MK and I do a session about retaining employees each month for all of the new Neighborly franchisees on their first day of training. In that session we remind the group that employees don’t quit jobs, they quit bosses. We often go around the room asking for examples, it’s entertaining and proves our point.
One of the biggest forms of rejection is when an employee loves their job but hates their boss, and then ends up leaving because of their boss.
Last Tuesday we saw an even larger example of rejection. Dennis Hof ran for the Nevada 36th Assembly district against, Lesia Romanov. Hof owned a handful of brothels in Nevada where they are legal to operate, and on October 16th he died. What’s surprising, is on November 6th he received 68 percent of the vote as a dead man. There were signs posted at polling locations that read, “Notice of Death of Candidate”, but he still won.

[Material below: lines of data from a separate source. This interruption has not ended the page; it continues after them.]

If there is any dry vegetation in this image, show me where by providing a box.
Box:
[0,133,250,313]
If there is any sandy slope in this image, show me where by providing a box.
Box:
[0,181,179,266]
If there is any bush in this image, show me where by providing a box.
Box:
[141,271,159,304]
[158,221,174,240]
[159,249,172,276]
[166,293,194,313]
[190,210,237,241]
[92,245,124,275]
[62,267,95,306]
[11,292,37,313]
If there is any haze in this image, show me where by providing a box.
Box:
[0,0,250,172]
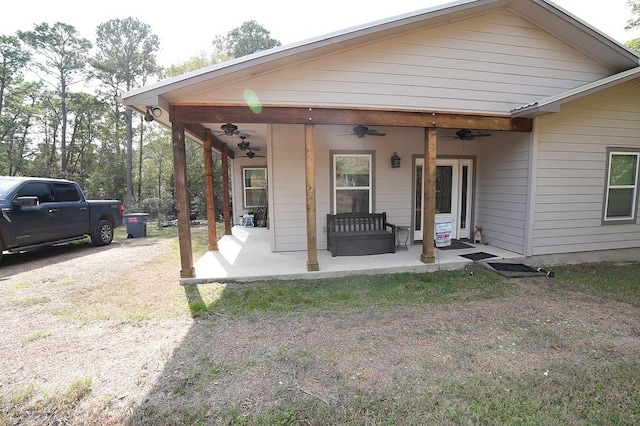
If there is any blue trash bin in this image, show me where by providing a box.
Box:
[124,213,149,238]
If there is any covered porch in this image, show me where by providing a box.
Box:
[180,226,523,285]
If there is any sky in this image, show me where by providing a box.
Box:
[0,0,640,67]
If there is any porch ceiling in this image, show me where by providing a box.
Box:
[169,105,532,158]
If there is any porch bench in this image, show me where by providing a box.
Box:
[327,213,396,257]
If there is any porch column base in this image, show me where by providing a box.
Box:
[180,268,196,278]
[420,254,436,263]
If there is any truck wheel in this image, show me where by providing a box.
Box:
[91,220,113,246]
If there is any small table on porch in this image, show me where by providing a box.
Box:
[396,225,411,250]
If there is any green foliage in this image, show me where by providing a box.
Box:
[625,0,640,30]
[213,20,281,58]
[624,38,640,54]
[0,17,272,211]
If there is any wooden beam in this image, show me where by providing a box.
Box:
[184,123,234,158]
[202,132,218,250]
[304,124,320,271]
[221,150,231,235]
[171,105,532,132]
[420,127,437,263]
[171,122,196,278]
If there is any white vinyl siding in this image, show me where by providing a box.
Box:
[474,133,530,253]
[532,82,640,255]
[269,125,307,251]
[195,11,610,114]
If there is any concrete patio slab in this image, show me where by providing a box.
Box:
[180,226,523,285]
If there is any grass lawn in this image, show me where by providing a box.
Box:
[0,228,640,425]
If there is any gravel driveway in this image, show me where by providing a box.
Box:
[0,238,640,425]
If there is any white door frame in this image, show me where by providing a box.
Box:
[412,158,473,241]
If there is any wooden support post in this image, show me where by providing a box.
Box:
[304,124,320,271]
[221,149,231,235]
[420,127,438,263]
[171,123,196,278]
[203,132,218,250]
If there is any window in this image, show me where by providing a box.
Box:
[53,183,80,201]
[604,150,640,223]
[333,154,373,213]
[242,167,267,208]
[16,182,55,203]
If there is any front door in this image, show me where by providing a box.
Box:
[413,158,473,240]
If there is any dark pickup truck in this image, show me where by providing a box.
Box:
[0,176,124,259]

I don’t know much about Ms. Romanov, but she has two master’s degrees in education and has been an educator in Clark County (Vegas area) for more than 19 years. She now has the distinction of losing an election to someone deceased.
About 40 years ago I ran for Alderman in Rockford, Ill., my hometown. It was a great lesson for me in many ways. I learned more about politics than I ever imagined and have an appreciation for what politicians go through. I learned about fund raising, the value of telling voters what number you were on the ballot, and telling them how to punch your number in. I also learned the importance of driving people to the polls on Election Day because many don’t have a ride. Most of all I learned to never run for office again. I can’t imagine with social media what it would be like, I know few people pristine enough to survive today’s social media threats.

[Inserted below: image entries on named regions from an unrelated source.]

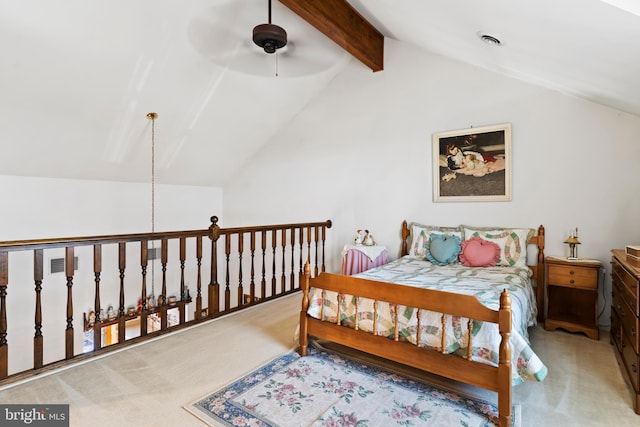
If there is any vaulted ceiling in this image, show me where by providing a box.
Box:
[0,0,640,185]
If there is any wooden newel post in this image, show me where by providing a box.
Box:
[498,289,512,427]
[208,215,220,316]
[298,261,311,356]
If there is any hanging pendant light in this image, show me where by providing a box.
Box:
[253,0,287,53]
[147,113,158,308]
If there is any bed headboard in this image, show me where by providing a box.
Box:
[400,220,545,321]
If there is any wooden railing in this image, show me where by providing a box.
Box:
[0,216,331,385]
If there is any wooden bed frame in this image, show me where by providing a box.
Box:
[298,221,544,426]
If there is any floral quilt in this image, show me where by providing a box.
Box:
[308,256,547,385]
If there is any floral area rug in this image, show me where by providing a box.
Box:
[184,346,520,427]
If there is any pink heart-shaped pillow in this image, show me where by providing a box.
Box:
[460,237,500,267]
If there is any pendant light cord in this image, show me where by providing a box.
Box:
[147,113,158,305]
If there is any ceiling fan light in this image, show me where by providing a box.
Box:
[253,24,287,53]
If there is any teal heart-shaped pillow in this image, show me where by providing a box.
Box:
[425,234,460,265]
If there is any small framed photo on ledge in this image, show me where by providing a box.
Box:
[433,123,511,202]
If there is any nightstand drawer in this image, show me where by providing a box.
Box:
[547,264,599,289]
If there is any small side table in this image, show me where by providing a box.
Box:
[544,256,601,340]
[341,245,387,276]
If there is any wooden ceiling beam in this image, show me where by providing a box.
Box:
[279,0,384,71]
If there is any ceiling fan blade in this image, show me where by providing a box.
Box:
[188,0,348,77]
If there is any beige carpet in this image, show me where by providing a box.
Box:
[0,295,640,427]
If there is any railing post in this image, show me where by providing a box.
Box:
[33,249,44,369]
[194,236,202,320]
[138,240,147,336]
[0,251,9,380]
[209,216,220,316]
[93,245,104,351]
[65,246,75,359]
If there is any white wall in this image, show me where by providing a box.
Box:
[224,39,640,325]
[0,176,223,373]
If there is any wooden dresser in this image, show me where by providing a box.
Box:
[611,249,640,414]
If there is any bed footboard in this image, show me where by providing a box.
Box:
[299,265,512,426]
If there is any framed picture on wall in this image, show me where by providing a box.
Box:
[433,123,511,202]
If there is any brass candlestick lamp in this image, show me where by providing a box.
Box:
[564,227,580,259]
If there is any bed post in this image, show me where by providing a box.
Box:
[498,289,512,427]
[536,225,545,322]
[298,261,311,356]
[400,220,411,257]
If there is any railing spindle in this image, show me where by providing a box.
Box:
[271,229,278,297]
[260,230,267,299]
[237,233,244,307]
[209,216,220,316]
[224,234,231,311]
[161,239,169,331]
[280,228,287,293]
[93,245,102,351]
[65,246,75,359]
[249,231,256,304]
[289,228,296,291]
[195,236,202,320]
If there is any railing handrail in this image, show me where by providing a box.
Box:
[0,216,332,385]
[0,229,209,252]
[0,216,331,251]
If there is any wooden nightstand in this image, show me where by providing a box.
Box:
[544,257,601,340]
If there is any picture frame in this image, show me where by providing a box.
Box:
[432,123,511,202]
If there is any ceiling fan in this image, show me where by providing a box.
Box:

Regardless of your party, Americans exercised their right to vote last Tuesday. Over 110 million voted, that’s more people than any other time in history and the highest percentage of voters for over 50 years. Too many people wrongly say their vote doesn’t matter.
Leadership includes voting and coming back to your office with your ‘I Voted’ sticker. Then when people ask you why you voted, you can say, as leaders it is our duty to exercise the freedom we have to vote, and point out that everyone should. Leaders do what others don’t. This includes voting in every election.